Roma – Bologna, sfida delicata al di là della classifica precaria dei giallorossi chiude nel peggiore dei modi possibili i due mesi di Juric. Un allenatore, che, alla luce degli ultimi risultati (4 sconfitte nelle ultime cinque partite) non è più da considerare l’ultimo colpevole.
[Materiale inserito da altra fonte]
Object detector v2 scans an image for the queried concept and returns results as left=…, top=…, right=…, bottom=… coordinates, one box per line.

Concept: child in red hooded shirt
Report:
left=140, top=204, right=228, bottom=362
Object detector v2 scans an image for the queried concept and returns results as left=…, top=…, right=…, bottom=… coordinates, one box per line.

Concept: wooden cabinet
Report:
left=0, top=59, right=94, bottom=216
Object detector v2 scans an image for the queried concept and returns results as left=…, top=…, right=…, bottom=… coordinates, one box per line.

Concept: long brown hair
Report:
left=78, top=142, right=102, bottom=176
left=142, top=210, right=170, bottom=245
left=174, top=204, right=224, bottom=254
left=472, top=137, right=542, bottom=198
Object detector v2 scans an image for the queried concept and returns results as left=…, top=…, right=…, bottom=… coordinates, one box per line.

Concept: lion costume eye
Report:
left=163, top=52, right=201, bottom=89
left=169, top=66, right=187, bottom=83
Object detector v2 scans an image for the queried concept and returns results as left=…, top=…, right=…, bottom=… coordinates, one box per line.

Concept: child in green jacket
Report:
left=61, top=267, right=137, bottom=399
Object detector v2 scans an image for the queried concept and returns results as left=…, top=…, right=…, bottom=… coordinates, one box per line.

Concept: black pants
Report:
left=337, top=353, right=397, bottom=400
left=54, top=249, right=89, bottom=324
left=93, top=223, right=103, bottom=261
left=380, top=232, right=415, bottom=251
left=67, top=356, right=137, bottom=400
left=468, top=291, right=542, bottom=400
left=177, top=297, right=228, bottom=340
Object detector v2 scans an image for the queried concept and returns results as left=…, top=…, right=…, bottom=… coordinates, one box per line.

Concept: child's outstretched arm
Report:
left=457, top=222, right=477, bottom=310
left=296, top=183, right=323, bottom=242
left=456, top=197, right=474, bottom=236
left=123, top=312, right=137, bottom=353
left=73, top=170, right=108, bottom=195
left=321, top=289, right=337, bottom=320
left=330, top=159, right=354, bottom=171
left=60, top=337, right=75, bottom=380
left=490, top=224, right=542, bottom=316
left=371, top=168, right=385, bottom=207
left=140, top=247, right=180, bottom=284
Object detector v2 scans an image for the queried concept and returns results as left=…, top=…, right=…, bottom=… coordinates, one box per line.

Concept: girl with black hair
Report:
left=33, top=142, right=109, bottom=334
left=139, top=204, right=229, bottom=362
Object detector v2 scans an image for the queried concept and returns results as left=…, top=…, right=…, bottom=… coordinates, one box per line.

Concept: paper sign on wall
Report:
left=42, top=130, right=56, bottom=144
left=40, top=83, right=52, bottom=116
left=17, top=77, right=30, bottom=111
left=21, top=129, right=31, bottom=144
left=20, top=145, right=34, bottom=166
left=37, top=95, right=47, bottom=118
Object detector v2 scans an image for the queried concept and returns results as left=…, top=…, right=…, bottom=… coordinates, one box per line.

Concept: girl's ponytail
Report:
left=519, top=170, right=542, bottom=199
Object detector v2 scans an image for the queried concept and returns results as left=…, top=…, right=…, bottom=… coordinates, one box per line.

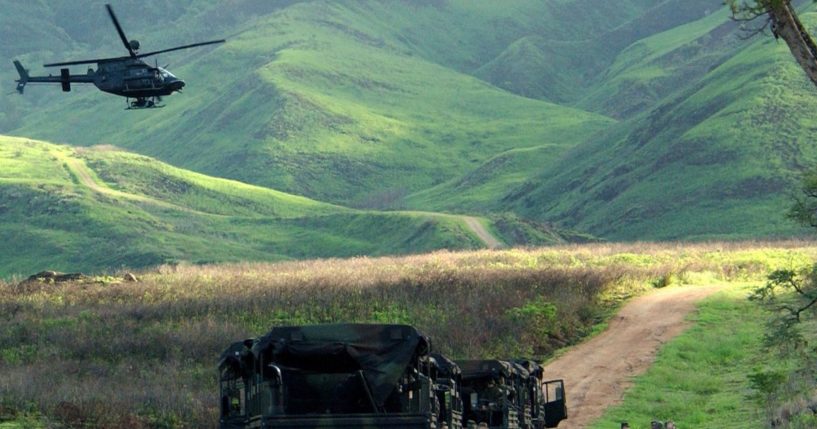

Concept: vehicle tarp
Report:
left=456, top=359, right=516, bottom=381
left=430, top=353, right=461, bottom=378
left=251, top=323, right=430, bottom=408
left=218, top=339, right=253, bottom=373
left=513, top=359, right=544, bottom=380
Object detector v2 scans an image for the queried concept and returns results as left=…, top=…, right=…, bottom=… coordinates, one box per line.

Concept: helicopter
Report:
left=12, top=4, right=224, bottom=110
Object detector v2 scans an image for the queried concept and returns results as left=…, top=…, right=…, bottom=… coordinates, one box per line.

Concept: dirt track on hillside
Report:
left=461, top=216, right=503, bottom=249
left=543, top=285, right=723, bottom=428
left=63, top=155, right=217, bottom=216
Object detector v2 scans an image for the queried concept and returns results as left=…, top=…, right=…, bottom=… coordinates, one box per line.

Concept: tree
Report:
left=747, top=172, right=817, bottom=427
left=789, top=170, right=817, bottom=227
left=752, top=169, right=817, bottom=347
left=751, top=268, right=817, bottom=349
left=726, top=0, right=817, bottom=88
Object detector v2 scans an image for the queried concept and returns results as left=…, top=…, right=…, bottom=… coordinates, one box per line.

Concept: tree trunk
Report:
left=768, top=1, right=817, bottom=87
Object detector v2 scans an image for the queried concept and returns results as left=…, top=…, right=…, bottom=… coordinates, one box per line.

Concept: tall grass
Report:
left=1, top=241, right=815, bottom=428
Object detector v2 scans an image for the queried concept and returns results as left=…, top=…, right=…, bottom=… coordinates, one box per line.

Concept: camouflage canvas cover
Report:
left=218, top=339, right=253, bottom=373
left=510, top=362, right=530, bottom=379
left=512, top=359, right=544, bottom=380
left=457, top=360, right=518, bottom=381
left=250, top=323, right=430, bottom=409
left=430, top=352, right=461, bottom=379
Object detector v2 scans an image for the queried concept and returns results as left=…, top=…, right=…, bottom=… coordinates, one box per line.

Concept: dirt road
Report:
left=62, top=154, right=218, bottom=216
left=543, top=285, right=723, bottom=428
left=401, top=211, right=504, bottom=249
left=461, top=216, right=503, bottom=249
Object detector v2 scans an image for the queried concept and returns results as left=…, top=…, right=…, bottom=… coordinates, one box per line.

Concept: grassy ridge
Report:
left=1, top=242, right=815, bottom=427
left=502, top=10, right=817, bottom=240
left=0, top=136, right=493, bottom=278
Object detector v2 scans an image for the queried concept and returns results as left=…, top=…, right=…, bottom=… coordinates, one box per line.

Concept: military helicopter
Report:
left=12, top=4, right=224, bottom=109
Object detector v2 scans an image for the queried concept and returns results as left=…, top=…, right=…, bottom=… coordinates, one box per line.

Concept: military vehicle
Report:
left=457, top=360, right=566, bottom=429
left=513, top=360, right=567, bottom=429
left=12, top=4, right=224, bottom=109
left=218, top=324, right=567, bottom=428
left=458, top=360, right=520, bottom=428
left=218, top=324, right=455, bottom=429
left=430, top=353, right=465, bottom=429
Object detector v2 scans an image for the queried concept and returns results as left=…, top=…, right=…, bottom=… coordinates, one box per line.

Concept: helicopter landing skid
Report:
left=125, top=97, right=164, bottom=110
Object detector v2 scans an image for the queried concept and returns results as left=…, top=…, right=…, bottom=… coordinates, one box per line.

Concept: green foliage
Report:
left=651, top=272, right=678, bottom=288
left=0, top=396, right=43, bottom=429
left=487, top=212, right=598, bottom=246
left=748, top=260, right=817, bottom=426
left=370, top=304, right=412, bottom=325
left=747, top=369, right=786, bottom=403
left=725, top=0, right=782, bottom=17
left=506, top=297, right=559, bottom=355
left=507, top=6, right=817, bottom=240
left=750, top=267, right=817, bottom=350
left=506, top=298, right=557, bottom=327
left=140, top=407, right=184, bottom=429
left=789, top=169, right=817, bottom=228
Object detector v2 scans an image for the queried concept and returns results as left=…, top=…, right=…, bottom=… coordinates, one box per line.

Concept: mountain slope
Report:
left=0, top=135, right=493, bottom=277
left=3, top=0, right=817, bottom=244
left=4, top=0, right=614, bottom=207
left=503, top=11, right=817, bottom=240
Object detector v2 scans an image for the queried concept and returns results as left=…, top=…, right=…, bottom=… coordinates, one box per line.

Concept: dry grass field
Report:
left=1, top=241, right=815, bottom=428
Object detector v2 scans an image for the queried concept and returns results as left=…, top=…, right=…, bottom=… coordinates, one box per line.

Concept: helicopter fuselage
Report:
left=93, top=59, right=185, bottom=98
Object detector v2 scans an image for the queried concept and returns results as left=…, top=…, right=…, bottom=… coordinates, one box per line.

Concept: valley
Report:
left=2, top=0, right=815, bottom=255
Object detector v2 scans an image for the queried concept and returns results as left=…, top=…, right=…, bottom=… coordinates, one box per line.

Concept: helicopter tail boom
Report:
left=12, top=61, right=95, bottom=94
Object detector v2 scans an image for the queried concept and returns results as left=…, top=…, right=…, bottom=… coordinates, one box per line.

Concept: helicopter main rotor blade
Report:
left=44, top=57, right=128, bottom=67
left=135, top=39, right=225, bottom=59
left=106, top=4, right=136, bottom=58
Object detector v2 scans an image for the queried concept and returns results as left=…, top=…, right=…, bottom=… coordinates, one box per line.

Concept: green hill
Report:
left=2, top=0, right=717, bottom=208
left=402, top=5, right=817, bottom=240
left=3, top=0, right=613, bottom=207
left=2, top=0, right=817, bottom=249
left=0, top=135, right=496, bottom=278
left=503, top=10, right=817, bottom=240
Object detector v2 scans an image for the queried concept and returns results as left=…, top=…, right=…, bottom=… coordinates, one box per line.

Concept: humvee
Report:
left=218, top=324, right=567, bottom=428
left=218, top=324, right=456, bottom=429
left=430, top=353, right=465, bottom=429
left=456, top=360, right=566, bottom=429
left=512, top=359, right=567, bottom=429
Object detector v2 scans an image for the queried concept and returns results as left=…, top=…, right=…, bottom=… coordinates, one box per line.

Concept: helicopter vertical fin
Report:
left=13, top=60, right=28, bottom=94
left=60, top=68, right=71, bottom=92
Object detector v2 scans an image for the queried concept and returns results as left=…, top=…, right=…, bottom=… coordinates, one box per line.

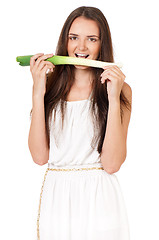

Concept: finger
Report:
left=103, top=65, right=120, bottom=74
left=101, top=68, right=121, bottom=80
left=45, top=61, right=55, bottom=67
left=111, top=66, right=126, bottom=79
left=101, top=73, right=117, bottom=84
left=102, top=68, right=126, bottom=83
left=34, top=53, right=54, bottom=68
left=41, top=64, right=52, bottom=75
left=103, top=65, right=125, bottom=79
left=103, top=64, right=121, bottom=69
left=30, top=53, right=44, bottom=69
left=103, top=65, right=115, bottom=69
left=38, top=61, right=55, bottom=71
left=101, top=70, right=123, bottom=84
left=46, top=67, right=54, bottom=74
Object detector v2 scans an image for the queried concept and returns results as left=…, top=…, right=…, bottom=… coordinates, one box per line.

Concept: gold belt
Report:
left=47, top=167, right=104, bottom=171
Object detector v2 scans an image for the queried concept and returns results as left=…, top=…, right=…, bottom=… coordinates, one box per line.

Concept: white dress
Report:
left=37, top=96, right=130, bottom=240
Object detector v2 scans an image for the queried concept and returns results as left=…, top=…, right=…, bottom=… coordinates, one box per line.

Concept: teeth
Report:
left=77, top=53, right=87, bottom=56
left=75, top=53, right=89, bottom=58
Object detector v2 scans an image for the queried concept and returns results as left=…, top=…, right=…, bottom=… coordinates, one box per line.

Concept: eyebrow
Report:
left=69, top=33, right=99, bottom=38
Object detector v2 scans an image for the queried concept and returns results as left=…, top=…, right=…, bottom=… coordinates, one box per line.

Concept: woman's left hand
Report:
left=100, top=65, right=126, bottom=102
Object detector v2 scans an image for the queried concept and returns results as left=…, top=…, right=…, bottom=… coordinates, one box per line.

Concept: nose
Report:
left=78, top=39, right=87, bottom=51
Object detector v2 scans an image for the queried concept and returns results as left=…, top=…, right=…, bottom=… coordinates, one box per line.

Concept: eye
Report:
left=88, top=38, right=97, bottom=42
left=69, top=36, right=78, bottom=40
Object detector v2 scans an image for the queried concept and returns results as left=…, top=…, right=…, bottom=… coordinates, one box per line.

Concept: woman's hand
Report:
left=100, top=65, right=126, bottom=102
left=30, top=53, right=55, bottom=97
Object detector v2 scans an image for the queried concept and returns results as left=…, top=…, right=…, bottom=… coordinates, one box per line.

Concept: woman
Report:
left=28, top=6, right=132, bottom=240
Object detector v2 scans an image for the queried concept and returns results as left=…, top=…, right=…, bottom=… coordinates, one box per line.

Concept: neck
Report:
left=74, top=67, right=93, bottom=89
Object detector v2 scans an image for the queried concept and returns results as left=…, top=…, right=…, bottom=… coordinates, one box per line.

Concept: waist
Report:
left=47, top=162, right=104, bottom=171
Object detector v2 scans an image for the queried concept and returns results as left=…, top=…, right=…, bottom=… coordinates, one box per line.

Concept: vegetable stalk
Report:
left=16, top=55, right=123, bottom=68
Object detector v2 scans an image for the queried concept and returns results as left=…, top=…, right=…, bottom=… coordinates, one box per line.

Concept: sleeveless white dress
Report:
left=37, top=95, right=130, bottom=240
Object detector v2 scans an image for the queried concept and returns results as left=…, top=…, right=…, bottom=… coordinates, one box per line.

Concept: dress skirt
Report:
left=37, top=163, right=130, bottom=240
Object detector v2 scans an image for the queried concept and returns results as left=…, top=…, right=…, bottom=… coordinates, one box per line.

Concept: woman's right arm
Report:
left=28, top=53, right=55, bottom=165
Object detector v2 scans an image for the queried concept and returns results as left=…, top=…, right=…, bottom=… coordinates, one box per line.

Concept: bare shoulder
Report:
left=122, top=82, right=132, bottom=104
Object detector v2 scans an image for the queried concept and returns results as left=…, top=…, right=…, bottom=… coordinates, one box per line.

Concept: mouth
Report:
left=75, top=53, right=89, bottom=58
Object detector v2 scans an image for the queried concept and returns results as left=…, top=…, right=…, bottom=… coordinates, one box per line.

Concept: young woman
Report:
left=28, top=6, right=132, bottom=240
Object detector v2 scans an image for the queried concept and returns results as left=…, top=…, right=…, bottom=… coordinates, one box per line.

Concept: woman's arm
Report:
left=28, top=94, right=49, bottom=166
left=28, top=53, right=54, bottom=166
left=100, top=80, right=132, bottom=174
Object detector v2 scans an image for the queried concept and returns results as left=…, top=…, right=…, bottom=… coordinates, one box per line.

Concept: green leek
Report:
left=16, top=55, right=122, bottom=68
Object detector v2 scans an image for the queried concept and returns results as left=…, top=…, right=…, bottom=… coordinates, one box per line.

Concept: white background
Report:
left=0, top=0, right=159, bottom=239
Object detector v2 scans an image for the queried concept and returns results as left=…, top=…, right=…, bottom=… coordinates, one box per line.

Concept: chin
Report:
left=74, top=65, right=90, bottom=70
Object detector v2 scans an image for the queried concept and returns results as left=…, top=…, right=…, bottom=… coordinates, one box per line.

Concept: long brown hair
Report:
left=30, top=6, right=131, bottom=154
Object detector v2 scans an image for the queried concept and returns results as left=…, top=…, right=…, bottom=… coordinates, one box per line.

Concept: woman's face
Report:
left=67, top=16, right=101, bottom=69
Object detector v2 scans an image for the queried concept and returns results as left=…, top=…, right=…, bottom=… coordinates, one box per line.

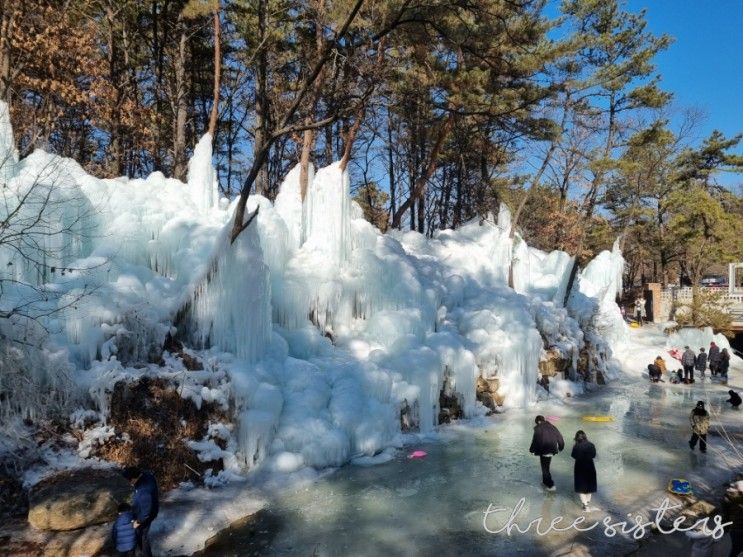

Perdere con il Bologna significava correre il rischio di essere risucchiati nella lotta per non retrocedere e ritrovarsi nell’occhio del ciclone con tifosi e ambiente, complice la sosta della nazionale. Evidentemente chi guidava la squadra, nella migliore delle ipotesi, ha sottovalutato situazione e avversario. Il Bologna ha dovuto semplicemente svolgere il compitino permettendosi anche un paio di sbavature, per portare a casa il risultato pieno. Anche perché la Roma è entrata in campo per dare ragione al proprio allenatore che aveva definito i suoi ormai ex calciatori a volte senza anima: non è una squadra e quel che ne resta è frastornata, incapace o, per i più maligni, indolente. Anche quando trova il pareggio, con la collaborazione del Bologna che tira i remi in barca troppo presto, non alza la testa. Anzi riesce a prendere altri due gol. Uno, annullato dal Var, l’altro invece, spinge anche una altra buona parte dell’Olimpico a lasciare anzitempo l’impianto. Roma, con i lavori in corso, come la Roma, è una gruviera. E allora meglio evitare il traffico.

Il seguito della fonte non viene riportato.